Figure 6: While both ROS and AWARE see frequent visits to a neighborhood area, only AWARE leverages contextual world knowledge to resolve the true target (Caribbean Restaurant).
Implications and Future Directions
AWARE introduces a clear methodological advance: it decouples world knowledge computation from serving-time inference, allowing the generative backbone to internalize up-to-date, contextually-anchored signals without latency or runtime retrieval. The demonstrated gains, especially in generalization and on cases where sequential signals are ambiguous, suggest the essentiality of external context for intent prediction tasks in mobility and other domains where human decisions are coupled with external non-static factors.

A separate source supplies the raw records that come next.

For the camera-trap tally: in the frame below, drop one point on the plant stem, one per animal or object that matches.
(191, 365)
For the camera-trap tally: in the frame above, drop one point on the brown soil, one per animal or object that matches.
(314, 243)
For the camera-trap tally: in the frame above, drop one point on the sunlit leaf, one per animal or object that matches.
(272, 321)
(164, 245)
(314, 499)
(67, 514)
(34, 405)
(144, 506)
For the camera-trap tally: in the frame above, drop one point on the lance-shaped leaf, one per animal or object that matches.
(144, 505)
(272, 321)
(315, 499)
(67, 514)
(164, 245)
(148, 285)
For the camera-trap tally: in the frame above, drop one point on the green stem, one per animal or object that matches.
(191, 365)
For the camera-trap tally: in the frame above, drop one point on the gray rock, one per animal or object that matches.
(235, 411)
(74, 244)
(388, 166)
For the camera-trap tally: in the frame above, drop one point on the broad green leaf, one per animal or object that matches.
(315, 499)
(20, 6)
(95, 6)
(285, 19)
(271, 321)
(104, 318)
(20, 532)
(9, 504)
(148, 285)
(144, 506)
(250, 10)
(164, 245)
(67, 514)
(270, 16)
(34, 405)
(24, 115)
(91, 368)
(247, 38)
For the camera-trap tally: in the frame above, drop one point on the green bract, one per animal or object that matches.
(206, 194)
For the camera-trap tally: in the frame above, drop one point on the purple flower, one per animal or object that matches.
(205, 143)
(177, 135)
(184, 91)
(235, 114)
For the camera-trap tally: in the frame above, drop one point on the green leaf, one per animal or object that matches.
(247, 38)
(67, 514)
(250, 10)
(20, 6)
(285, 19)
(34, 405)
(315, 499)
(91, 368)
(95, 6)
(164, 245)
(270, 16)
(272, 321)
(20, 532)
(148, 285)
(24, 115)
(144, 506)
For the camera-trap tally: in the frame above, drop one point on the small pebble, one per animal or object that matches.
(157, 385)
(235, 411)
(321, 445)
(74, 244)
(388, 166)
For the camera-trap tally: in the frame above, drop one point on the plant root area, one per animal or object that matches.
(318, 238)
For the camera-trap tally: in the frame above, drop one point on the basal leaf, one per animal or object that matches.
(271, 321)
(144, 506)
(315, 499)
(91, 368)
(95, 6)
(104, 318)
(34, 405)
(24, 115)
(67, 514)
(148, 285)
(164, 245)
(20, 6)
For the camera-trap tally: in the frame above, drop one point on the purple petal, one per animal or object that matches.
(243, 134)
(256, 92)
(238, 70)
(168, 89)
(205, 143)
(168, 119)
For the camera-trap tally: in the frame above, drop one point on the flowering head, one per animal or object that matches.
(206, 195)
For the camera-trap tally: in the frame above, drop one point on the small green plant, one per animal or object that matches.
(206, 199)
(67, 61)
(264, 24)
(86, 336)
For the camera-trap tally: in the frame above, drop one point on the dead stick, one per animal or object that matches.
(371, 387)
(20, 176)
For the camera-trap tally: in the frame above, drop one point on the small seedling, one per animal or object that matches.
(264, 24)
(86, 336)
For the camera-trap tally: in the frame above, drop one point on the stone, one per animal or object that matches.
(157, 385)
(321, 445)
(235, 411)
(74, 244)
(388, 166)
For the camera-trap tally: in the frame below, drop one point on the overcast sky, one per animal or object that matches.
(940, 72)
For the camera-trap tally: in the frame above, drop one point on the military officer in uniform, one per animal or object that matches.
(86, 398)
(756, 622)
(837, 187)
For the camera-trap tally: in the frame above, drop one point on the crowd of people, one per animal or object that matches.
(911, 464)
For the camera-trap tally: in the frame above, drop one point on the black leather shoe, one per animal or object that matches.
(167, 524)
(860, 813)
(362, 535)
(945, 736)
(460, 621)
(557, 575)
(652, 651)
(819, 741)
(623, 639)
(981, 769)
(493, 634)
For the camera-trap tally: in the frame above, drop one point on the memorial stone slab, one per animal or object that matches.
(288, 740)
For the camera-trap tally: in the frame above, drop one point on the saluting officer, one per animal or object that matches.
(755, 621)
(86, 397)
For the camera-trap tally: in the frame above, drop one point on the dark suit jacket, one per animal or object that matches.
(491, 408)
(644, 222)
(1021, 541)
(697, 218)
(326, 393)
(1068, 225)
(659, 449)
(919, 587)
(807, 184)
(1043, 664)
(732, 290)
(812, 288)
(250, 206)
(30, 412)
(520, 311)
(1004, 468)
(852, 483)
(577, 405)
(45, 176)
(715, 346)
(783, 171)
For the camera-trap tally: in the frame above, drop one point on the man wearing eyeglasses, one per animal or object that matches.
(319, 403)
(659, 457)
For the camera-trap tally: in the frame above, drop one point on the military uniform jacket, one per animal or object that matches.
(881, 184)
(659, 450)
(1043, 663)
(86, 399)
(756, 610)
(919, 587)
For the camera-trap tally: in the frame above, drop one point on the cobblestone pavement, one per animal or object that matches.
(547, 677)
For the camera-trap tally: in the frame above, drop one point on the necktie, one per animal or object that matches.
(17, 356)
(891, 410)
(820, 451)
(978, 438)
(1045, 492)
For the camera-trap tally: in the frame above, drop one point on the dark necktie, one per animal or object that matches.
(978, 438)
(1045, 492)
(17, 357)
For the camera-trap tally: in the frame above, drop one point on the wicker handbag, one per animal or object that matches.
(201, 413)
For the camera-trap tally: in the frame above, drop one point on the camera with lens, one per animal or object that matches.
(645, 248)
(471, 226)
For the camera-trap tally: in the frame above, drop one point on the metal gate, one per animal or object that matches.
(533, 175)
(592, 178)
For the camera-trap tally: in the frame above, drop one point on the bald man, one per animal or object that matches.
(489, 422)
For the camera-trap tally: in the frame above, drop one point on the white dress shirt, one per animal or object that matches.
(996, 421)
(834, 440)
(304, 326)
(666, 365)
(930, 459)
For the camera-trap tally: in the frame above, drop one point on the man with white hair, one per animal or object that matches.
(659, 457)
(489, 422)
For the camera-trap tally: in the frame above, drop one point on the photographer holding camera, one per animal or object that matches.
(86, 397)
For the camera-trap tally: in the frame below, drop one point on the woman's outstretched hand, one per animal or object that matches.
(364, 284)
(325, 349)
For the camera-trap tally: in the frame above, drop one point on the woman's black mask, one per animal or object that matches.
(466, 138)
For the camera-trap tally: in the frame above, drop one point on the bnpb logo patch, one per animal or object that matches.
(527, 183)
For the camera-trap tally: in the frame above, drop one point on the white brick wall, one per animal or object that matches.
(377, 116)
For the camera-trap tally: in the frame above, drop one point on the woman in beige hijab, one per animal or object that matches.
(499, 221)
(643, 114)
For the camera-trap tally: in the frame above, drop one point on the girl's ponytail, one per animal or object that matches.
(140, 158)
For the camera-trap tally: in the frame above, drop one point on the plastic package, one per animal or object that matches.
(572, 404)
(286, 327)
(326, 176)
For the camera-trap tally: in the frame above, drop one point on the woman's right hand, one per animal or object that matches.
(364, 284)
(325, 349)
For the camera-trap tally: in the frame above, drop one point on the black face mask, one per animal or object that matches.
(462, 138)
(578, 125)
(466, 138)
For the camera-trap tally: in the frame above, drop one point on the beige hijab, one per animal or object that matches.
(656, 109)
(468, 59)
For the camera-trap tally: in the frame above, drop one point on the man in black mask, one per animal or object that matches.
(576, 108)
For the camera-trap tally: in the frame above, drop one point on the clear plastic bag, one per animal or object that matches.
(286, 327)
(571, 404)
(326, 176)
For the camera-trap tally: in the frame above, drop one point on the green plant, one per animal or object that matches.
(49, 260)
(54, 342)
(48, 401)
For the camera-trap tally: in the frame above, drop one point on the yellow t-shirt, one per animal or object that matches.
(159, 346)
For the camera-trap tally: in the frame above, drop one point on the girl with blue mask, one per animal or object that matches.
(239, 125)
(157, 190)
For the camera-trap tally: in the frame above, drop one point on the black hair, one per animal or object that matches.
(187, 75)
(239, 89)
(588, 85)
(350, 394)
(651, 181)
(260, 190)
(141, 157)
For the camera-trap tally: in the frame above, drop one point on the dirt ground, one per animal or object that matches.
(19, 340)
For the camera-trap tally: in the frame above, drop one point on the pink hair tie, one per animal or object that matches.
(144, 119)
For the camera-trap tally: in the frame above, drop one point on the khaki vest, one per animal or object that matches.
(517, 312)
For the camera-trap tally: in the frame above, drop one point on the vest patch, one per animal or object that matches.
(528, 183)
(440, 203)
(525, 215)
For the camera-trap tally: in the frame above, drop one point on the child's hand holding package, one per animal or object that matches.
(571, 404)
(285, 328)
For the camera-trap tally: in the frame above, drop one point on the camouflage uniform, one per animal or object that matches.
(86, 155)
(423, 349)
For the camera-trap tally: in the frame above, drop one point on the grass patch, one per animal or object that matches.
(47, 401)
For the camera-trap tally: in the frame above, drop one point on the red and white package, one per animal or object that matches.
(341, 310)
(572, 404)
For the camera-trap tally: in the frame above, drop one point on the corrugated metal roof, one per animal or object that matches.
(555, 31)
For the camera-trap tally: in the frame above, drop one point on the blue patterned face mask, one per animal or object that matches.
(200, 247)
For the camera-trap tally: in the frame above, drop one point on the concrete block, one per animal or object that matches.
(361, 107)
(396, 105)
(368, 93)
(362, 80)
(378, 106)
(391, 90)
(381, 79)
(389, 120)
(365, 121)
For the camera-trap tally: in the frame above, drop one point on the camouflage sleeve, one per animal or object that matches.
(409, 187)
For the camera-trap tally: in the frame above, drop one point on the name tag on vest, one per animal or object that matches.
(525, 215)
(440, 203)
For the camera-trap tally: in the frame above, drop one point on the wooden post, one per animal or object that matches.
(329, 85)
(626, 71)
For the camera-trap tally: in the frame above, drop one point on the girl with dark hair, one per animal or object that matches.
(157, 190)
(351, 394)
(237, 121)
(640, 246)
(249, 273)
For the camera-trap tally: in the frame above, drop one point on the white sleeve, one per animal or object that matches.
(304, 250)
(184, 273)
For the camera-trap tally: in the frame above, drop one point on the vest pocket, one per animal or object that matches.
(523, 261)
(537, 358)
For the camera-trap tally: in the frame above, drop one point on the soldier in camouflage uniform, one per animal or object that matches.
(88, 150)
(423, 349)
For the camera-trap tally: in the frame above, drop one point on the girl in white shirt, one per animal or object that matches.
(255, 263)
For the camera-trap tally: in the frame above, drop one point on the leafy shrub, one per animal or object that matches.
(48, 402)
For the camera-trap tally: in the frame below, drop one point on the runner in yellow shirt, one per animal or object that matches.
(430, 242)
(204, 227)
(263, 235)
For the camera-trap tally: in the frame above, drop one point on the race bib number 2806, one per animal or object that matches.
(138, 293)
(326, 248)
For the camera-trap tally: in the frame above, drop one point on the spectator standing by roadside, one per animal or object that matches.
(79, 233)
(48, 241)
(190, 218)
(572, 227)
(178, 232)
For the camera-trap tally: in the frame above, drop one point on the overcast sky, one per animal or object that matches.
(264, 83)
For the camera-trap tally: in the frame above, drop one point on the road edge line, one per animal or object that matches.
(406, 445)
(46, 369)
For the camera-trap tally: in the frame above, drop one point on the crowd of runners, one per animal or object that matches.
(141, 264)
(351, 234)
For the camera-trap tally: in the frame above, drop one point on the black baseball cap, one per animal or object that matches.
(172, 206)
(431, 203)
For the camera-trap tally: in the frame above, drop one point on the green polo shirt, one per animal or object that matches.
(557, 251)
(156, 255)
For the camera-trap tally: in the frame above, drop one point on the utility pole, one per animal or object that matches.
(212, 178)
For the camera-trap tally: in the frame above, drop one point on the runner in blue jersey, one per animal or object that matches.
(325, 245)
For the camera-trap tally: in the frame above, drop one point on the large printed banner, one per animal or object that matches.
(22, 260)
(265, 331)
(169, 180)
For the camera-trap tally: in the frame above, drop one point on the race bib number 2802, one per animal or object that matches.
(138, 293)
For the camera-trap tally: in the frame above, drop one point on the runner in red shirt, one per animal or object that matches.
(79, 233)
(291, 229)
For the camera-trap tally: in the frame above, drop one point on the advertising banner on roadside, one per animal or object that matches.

Practically, the framework's modularity (orthogonal to backbone choice) and its ability to leverage arbitrarily rich external corpora via LLM-enabled agents support scalable adaptation to rapidly changing environments. Extending AWARE to support online, periodic world knowledge refresh is a natural future step, as is direct utilization of structured event databases to minimize regional retrieval bias.
Theoretically, AWARE offers evidence that models can be guided to reason not just over "what" but "why" in user behavior, bridging the gap between descriptive and causal inference in generative recommendation.
Conclusion
AWARE systematically demonstrates that LLM agents can acquire, personalize, and inject dynamic world knowledge into generative POI recommendation systems, yielding consistent and significant improvements in precision, robustness, and generalization. Its technical design establishes a template for future agent-augmented, context-aware recommendation paradigms.